Siempre que revelo una foto me quedo mirándola fijamente. Miro a los ojos y a la boca. Es increíble todo lo que encierra una foto.

Una vez Pepe me preguntó:

- ¿Qué te bastaría para sobrevivir en un viaje?

- Una cámara, un cuaderno y un libro.

Realmente, me valdría con la cámara.

No sé si alguna vez me enamoraré de alguien. Sí sé lo que siento cuando veo un negativo. Miro a esa familia, dos mujeres, un hombre, dos niños y una niña, y pienso que tan solo compartí con ellos dos conversaciones y que, sin embargo, los voy a tener para siempre en mi estantería.

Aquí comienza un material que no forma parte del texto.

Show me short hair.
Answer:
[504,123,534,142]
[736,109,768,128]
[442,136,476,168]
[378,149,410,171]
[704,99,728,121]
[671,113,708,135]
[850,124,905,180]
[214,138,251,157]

La fotografía escarba en la gente.

Cuando veo a esa niña con gorro, especulo con lo que estará haciendo ahora -supongo que preparar su mochila para ir al colegio-. Me quedo observándola y puedo imaginarme su vida, puedo jugar con ella, puedo crear la historia que me dé la gana. Puedo hacerla crecer, que vaya a la universidad, romperle el corazón, convertirla en viajera, que esquíe. Y el niño a su lado, con esa mueca, la boca entreabierta, la cabeza inclinada, Escape reality, dice su camiseta, ¿qué hará? La mujer de la derecha no sonríe tanto como la del medio. Quizá está sola. ¿Deseará tener hijos? El niño pequeño solo quiere tirarse por la nieve. Será rebelde, como su pelo. Es el único al que no le da el sol, el único en sombra, el único que no quería venir.

Ni siquiera sé cuántos viven juntos, ni qué relación tienen, solo que querían pasar la tarde del jueves 1 de noviembre del 2018 en Calar Alto, a 2.165 metros de altura.

Hay sitios que te transforman, donde tu vida gira.

Sierra de Filabres.

Hace ocho años elegí esta sierra en vez de a una chica. Supongo que entonces no lo sabía, pero creo que me estaba definiendo.

Aparco en Gérgal y me preparo para cuatro días en bici por la provincia de Almería, entre el viento, la aridez y la altura de estas montañas de desierto. Para empezar, son 30 kilómetros de ascensión hasta el observatorio de Calar Alto y no he comido nada desde el kiwi a las ocho de la mañana, así que aunque no es ni la una del mediodía, entro en Aulago, un pueblo blanco que parece pintado, pero no vivo, salvo cuando entras a la Casilla del Sereno y le dices a Rafa que te saque algo porque vas a subir el puerto, y entonces te exhibe un plato alpujarreño y te explica al detalle cada ingrediente, pese a que tiene el bar lleno y su compañera, Yvet, una joven estudiante de diseño de interiores en Almería, no da abasto.

No necesito hacer la digestión.

Este puerto es una barbaridad. Te azota en cada curva. Impacta mucho el sonido del aire y lo ridículo que te ves ante unas laderas tan peladas. Es el cielo más limpio que he visto en mucho tiempo.

Me adelanta la familia por segunda vez. Pitan, bajan la ventanilla y me gritan que no entienden cómo he podido ir tan rápido.

-He subido con el plato alpujarreño -les digo.

-Has subido con la cabeza.

En la cima hay nieve, nieve en el desierto.

Me embeleso tanto que me entra frío, y ya no se va. Congelado. La bajada hasta Bacares es una lucha conmigo mismo, intentando convencer a la cabeza de que esto merece la pena. A las seis y cuarto llego al hostal Las Fuentes y, sin descargar las alforjas, entro a la cocina del restaurante y me quedo veinte minutos con las manos encima de la plancha.